NO, I'm actually in full agreement with that statement. NO difference of opinion, there.
We, as a species, are forever unable to use science to prove/disprove ID claims. I find them intellectually challenging. Just because we can't disprove/prove doesn't mean they aren't valid (as you probably realize).
The intent of my argument was to carry the idea further, out of the realm of biology and into physics, where it would be provable, through deduction: the universe cannot have created itself. (Q.v., Kalam Cosmological Argument, no such thing as an actual infinite, begging the question, etc.)
The universe cannot have been created through the agency of other matter and energy coming from elsewhere, because it would merely beg the question: what created that? Therefore, "brane theory" falls apart.
I am constantly suprised that Christians are challenged (fairly, I must say) by those who attack their claims saying that Christians (or Deists) invoke God when they can't explain something. We do. But the rhetorical rules must be evenly applied: When physicists can't explain Big Bang, they just as deceitfully resort to brane theory, which is violating the same rhetorical principles, and is also a cop-out, begging the question, giving us no answer.
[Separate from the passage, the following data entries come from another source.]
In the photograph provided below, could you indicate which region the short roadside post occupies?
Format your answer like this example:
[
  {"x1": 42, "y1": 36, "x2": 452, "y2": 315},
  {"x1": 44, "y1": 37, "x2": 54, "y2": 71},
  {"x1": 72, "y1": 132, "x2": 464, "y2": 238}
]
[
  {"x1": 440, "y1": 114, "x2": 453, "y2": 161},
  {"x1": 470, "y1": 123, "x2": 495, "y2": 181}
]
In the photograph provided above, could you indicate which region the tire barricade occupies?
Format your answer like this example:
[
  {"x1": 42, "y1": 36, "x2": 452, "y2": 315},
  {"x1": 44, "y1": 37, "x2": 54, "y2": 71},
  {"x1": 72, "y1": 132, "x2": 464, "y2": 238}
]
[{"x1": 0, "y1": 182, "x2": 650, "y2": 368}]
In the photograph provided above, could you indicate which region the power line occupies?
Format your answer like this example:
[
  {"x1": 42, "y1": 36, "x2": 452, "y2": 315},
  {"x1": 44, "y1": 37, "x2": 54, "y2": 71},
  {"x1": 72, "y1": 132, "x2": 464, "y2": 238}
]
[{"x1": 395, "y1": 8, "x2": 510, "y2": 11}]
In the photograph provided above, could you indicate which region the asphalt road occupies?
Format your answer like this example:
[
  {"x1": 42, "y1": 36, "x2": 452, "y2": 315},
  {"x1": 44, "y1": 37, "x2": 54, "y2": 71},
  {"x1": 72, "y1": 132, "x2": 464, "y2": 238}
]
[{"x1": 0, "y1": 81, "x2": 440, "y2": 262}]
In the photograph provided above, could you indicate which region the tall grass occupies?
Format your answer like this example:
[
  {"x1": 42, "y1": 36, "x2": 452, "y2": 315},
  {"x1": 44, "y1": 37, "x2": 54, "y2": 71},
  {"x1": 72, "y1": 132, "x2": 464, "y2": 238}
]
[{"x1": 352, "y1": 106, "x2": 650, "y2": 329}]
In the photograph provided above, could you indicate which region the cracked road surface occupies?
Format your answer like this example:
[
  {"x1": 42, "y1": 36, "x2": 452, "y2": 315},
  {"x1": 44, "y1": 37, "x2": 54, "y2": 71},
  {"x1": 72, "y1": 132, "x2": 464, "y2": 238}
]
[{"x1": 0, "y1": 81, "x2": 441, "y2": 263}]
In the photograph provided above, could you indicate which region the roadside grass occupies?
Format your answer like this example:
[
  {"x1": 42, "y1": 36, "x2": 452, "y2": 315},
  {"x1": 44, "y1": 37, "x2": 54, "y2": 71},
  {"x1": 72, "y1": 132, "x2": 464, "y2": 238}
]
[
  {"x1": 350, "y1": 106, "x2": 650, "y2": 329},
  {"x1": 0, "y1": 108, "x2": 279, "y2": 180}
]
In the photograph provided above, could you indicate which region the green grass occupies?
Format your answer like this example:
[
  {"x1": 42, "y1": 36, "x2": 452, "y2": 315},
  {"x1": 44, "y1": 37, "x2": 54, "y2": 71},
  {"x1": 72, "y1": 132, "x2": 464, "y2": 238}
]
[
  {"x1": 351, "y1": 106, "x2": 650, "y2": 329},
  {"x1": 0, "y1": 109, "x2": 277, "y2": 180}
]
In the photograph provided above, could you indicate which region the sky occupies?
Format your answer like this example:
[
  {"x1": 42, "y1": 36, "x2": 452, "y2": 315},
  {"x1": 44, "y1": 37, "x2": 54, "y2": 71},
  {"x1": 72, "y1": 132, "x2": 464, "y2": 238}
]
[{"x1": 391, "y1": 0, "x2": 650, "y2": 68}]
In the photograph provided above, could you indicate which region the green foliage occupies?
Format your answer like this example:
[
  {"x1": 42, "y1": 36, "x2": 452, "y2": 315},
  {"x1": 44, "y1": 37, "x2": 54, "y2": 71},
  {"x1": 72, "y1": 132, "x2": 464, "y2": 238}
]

They're too proud to admit it. They also don't want to play by the same rules they attempt to hold Deists to.
It is completely plausible, given the facts that we have, that an Intelligent Designer created Life. If the universe created it (Pantheism), then the ultimate quesiton would be, fine, what created the universe? Again, the mind is pointed toward an extra-univeral entity.
Don't get me wrong: Science and the Judeo-Christian religion point strongly to each other. There is no conflict between them which will not be resolved as it always has been.